Meta Platforms is reportedly negotiating a two-year deal to lease computing power to AI startup Anthropic, valued at up to $10 billion. This potential move aims to create new revenue streams from Meta's massive infrastructure investments beyond its advertising business. The agreement would position Meta as a direct competitor to specialized infrastructure providers in the high-demand AI compute market.
Meta Platforms is reportedly in discussions to lease a significant portion of its computing capacity to AI startup Anthropic in a deal that could be worth up to $10 billion over two years. This move marks a potential shift for the social media giant, as it seeks to monetize the massive capital spending it has directed toward AI infrastructure, moving beyond its primary dependency on digital advertising revenue.
Strategic Shift in Infrastructure Monetization
For years, Meta has invested billions of dollars into building data centers and acquiring high-end graphics processing units to support its own AI research and advertising algorithms. By leasing this excess or dedicated capacity to other AI firms, Meta could transform its infrastructure from a pure cost center into a direct revenue generator.
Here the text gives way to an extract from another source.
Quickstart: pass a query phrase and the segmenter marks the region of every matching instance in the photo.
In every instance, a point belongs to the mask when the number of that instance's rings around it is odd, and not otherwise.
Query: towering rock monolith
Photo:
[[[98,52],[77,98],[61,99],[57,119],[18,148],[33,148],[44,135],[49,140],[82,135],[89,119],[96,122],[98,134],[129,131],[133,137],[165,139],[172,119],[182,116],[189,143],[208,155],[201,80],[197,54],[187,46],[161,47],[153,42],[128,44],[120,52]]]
The reported terms involve monthly payments from Anthropic over the contract term, though reports suggest that both companies have included clauses to allow for an early exit from the agreement.
Competitive Position in the AI Compute Market
If finalized, this deal would place Meta in direct competition with specialized infrastructure firms like CoreWeave and Nabius. These companies have gained significant traction by offering rented access to powerful computing clusters, which are currently in high demand due to the global boom in generative AI development. Anthropic, the developer of the Claude series of AI models, requires immense computing power to train and run its systems. By choosing Meta, Anthropic could secure the scale it needs, while Meta gets to establish a footprint in the AI infrastructure-as-a-service market.
Risks and Market Context
The technology sector is currently experiencing high volatility, and Meta's shares have faced pressure alongside broader index movements. Investors should note that the deal is reported as an ongoing negotiation, meaning the final financial terms or even the existence of the contract could change before a formal announcement. Furthermore, Meta's pivot toward selling infrastructure capacity carries the risk of internal competition for resources; the company must balance its own expanding AI needs with the requirements of external partners to ensure it does not face capacity shortages for its own platforms.
Monitoring this potential partnership will be crucial, specifically regarding the final contract value, the impact on Meta's capital expenditure efficiency, and whether this leads to similar deals with other AI companies. Investors may also track how Meta manages its data center resources to support both internal growth and third-party commercial agreements simultaneously.